Strumann Christoph, von Meißner Wolfgang C G, Blickle Paul-Georg, Steinhäuser Jost
Institute of Family Medicine, University Hospital Schleswig-Holstein, Campus Lübeck, Ratzeburger Allee 160, Lübeck, 23538, Germany.
Hausärzte am Spritzenhaus, Family Practice, Baiersbronn, Germany.
Res Health Serv Reg. 2023 Feb 22;2(1):4. doi: 10.1007/s43999-023-00020-y.
There is an increasing number of patients that do not make a rapid or full recovery from a SARS-CoV-2 infection, the Coronavirus Disease 2019 (COVID-19) and suffer from the so-called "long-COVID" or post-acute sequelae of COVID-19 (PASC). The long-term implications for health services are expected to be substantial. The objective of this analysis was to estimate the utilization of outpatient services from primary and secondary care. Further, we evaluated the multidisciplinary ambulatory care management of PASC patients in Germany.
All members of the Physician network "MEDI Baden-Württemberg e.V.", i.e., 1,263 primary care physicians (PCPs) and 1,772 specialists working in secondary care were invited to participate in a questionnaire surveying routine data regarding the general care situation at the physician practice level of patients suffering from PASC. Bivariate analyses were applied to consider potential differences between primary and secondary care.

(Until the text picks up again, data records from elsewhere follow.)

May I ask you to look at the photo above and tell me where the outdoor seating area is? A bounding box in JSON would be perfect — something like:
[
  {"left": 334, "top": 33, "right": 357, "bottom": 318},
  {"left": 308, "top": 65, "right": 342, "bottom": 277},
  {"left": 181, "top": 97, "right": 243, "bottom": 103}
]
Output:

In total, 194 physicians participated in this survey (response rates of 9.6% (primary care) and 4.1% (secondary care). On average, each physician treated 31.9 PASC patients. Most PASC patients (61.2%) had three or more long-COVID symptoms. On average, 10.6 PASC patients visited a physicians' practice per quarter. The additional consulting effort for treating PASC patients was 34.1 min (median: 20 min) and higher in primary care. Most PCPs (71.1%) integrated secondary care in the treatment of their PASC patients. Less than half of the PASC patients (42.0%) sought secondary care with a referral from primary care. 5.7 patients visited the physicians' practices per week, who were concerned about suffering from PASC without any following medical confirmation. This caused an average additional effort for the physicians of 17.5 min per visit. There were no differences between rural and urban areas.
Our results reveal that there is a substantial additional consulting effort for treating PASC patients that is especially high in primary care. The additional consulting effort results from the consultation of a particular high number of patients that are concerned about suffering from PACS without a following medical confirmation. To guarantee a high quality and adequate provision of care for a potentially further increasing number of concerned patients, the ambulatory health services should be strengthened and adequately compensated.
越来越多的严重急性呼吸综合征冠状病毒2型(SARS-CoV-2)感染者,即2019冠状病毒病(COVID-19)患者,无法迅速或完全康复,并患有所谓的“长期新冠”或新冠后急性后遗症(PASC)。预计这对卫生服务的长期影响将是巨大的。本分析的目的是估计初级和二级医疗门诊服务的利用率。此外,我们评估了德国PASC患者的多学科门诊护理管理。
邀请“MEDI巴登-符腾堡州医师网络”的所有成员,即1263名初级保健医生(PCP)和1772名从事二级医疗的专科医生,参与一项问卷调查,收集有关PASC患者在医师诊所层面的一般护理情况的常规数据。应用双变量分析来考虑初级和二级医疗之间的潜在差异。
共有194名医生参与了本次调查(初级医疗的回复率为9.6%,二级医疗的回复率为4.1%)。平均每位医生治疗31.9名PASC患者。大多数PASC患者(61.2%)有三种或更多的长期新冠症状。平均每季度有10.6名PASC患者到医生诊所就诊。治疗PASC患者的额外咨询时间为34.1分钟(中位数:20分钟),在初级医疗中更高。大多数初级保健医生(71.1%)在治疗他们的PASC患者时整合了二级医疗。不到一半的PASC患者(42.0%)在初级医疗转诊后寻求二级医疗。每周有5.7名患者到医生诊所就诊,他们担心自己患有PASC,但没有后续的医学确认。这导致医生每次就诊平均额外花费17.5分钟。农村和城市地区之间没有差异。
我们的结果表明,治疗PASC患者需要大量额外的咨询时间,在初级医疗中尤其如此。额外的咨询时间是由于大量担心患有PACS但没有后续医学确认的患者前来咨询所致。为了确保为可能进一步增加的相关患者提供高质量和充分的护理,应加强门诊医疗服务并给予充分补偿。